Kurt Kleiner wrote:
In order for various DIgital Rights Managment schemes to work to prevent piracy, the digital players can only play works you have rights to play. This requires that the rights be encoded in the digital media, and signed in such a way to prevent forgery or undetected modification. If it isn't signed, or isn't signed by a trusted (in the eyes of the DRM software) party, the DRM software won't play the media.On 30-Jan-2003 John Chambers wrote:This sort of site is a real threat to the recording industry, and is really what the "music piracy" fuss is all about. Their main goal is to take control of the Internet and put distribution back into the hands of the oligopoly. The Internet can't be killed, but there is still a chance that it can be made illegal for you and me to put our own stuff online. If they can do this, they can then force us to sign over our rights to our own stuff to get it online, and they'll be back in the saddle.I followed you this far. But are there any laws or technical proposals being made right now that would make it impossible to put your own stuff online? Or are you worried that that's their next target? The only things I've heard about so far, while draconian, do seem to be aimed at piracy. But maybe I'm missing something.

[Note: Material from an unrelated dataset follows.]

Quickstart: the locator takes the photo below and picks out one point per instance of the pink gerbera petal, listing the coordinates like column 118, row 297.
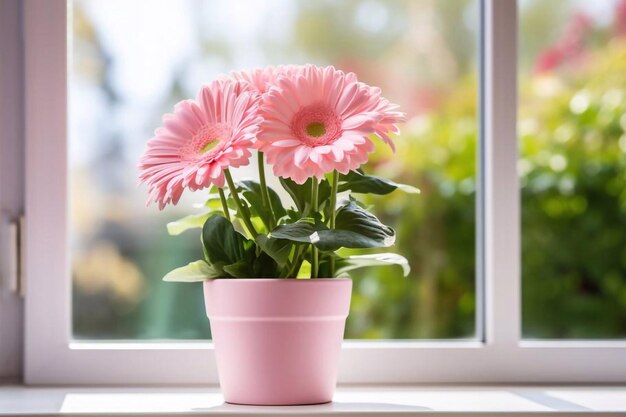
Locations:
column 199, row 140
column 318, row 119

If this DRM scheme is to suceed, it has to be mandatory and non-DRM channels have to be prohibited. Otherwise, consumers who don't want to deal with the DRM BS will simply use existing or new non-DRM tools.
Guess who will control the "trusted" signing keys? Guess how successful any DRM policy will be?
There is an old saying that "The Internet treats censorship as damage, and routes around it." I think it can be updated to say "The Internet treats abusive copyrights as damage, and routes around it."